The opposite can also be true. Rather than take the dramatic role of a relationship marauder, learn from the ups and downs. It can determine how much you enjoy a conversation versus the physical relationship. That knowledge can take you farther into your next relationship.
2. From Love to Lost
Some people go into a relationship or marriage with the best of intentions. They may have fallen hopelessly in love with each other. Impulsive decisions, lack of communication, addiction, and even extramarital affairs are part of the reason that the divorce rate in the United States is between 40% and 50%. Some couples unite with total love and adoration for their partner. Over time, they may find that they have grown apart and are better off without each other in their daily lives.

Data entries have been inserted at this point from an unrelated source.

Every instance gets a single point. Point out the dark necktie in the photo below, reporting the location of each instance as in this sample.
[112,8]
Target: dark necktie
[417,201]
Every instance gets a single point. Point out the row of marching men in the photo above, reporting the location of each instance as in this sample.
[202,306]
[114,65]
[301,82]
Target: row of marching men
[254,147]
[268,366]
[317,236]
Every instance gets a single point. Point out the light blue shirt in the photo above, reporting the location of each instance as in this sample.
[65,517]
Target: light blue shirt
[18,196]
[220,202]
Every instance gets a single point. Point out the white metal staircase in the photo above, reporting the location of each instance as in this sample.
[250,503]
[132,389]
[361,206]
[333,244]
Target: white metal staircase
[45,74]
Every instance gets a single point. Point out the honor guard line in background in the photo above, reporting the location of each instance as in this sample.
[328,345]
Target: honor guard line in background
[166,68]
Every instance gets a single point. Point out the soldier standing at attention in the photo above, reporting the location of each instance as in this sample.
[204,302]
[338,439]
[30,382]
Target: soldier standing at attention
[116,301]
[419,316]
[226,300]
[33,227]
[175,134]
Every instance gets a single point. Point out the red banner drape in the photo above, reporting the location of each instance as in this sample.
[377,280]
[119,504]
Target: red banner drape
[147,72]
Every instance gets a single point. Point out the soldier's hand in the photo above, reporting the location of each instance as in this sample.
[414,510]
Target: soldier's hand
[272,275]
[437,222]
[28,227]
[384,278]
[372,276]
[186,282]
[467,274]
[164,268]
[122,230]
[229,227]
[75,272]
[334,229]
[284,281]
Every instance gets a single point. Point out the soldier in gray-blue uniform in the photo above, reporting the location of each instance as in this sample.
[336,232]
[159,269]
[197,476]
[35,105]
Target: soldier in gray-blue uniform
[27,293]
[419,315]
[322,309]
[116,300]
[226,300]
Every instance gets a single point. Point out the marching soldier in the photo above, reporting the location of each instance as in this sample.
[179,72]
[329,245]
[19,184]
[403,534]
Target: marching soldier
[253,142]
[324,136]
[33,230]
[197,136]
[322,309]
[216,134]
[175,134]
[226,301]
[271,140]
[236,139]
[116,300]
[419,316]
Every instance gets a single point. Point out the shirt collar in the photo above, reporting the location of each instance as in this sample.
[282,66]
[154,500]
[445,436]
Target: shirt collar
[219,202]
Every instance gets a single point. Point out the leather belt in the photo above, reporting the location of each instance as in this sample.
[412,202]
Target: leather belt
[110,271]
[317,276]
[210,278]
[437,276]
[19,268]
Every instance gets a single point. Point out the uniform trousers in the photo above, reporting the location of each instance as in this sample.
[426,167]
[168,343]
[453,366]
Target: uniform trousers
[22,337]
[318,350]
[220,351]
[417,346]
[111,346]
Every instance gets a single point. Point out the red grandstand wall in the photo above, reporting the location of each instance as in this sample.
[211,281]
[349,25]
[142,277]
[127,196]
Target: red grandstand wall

For some people, they will find love again. Yes, they thought they found their “forever love” the first time, but something happened along the way. Some individuals follow the same path that took them to their first spouse. Others reinvent themselves with the knowledge they gain as to what they truly want in a relationship.
There is love after divorce, and sometimes it takes maturity and reflection. The next long-term relationship may come with someone who has been through the same struggles. You may find that you have both grown which makes you closer to the love you seek.
Other people may find that they are happier on their own without a spouse. The love that they find in their reflection is self-love that was lacking before. Their independence takes them further toward reaching the goals that they could not achieve in a relationship. That life makes them stronger and happier.
3. The Love of the Ages
Death is one of the harshest thieves of love. Couples may be together for a short time or decades. The loss of the “forever love” is harder to deal with because there may be no one else who can fill those shoes. Those who have lost a spouse can and have remarried.
However, they may go into a relationship under different terms such as financial stability, friendship, or co-dependence. The spouse that is left behind may choose to live with someone rather than marry them out of respect for the deceased love.
There are yet widows and widowers who choose to stay in a relationship with their spouse. That means that they married and will forever be married to their one true love long after they are gone from this world.
They may have loved ones who suggest that they start dating again or they are approached by suitors. Some of those suitors just want to marry into money or to someone who will take care of their needs. Those with other intentions will find out quickly that you cannot break that bond between “forever love.”
There is life after love no matter what stage of life you are in. It can take time as well as a better understanding of yourself. How you pursue the next stage of your life is up to you.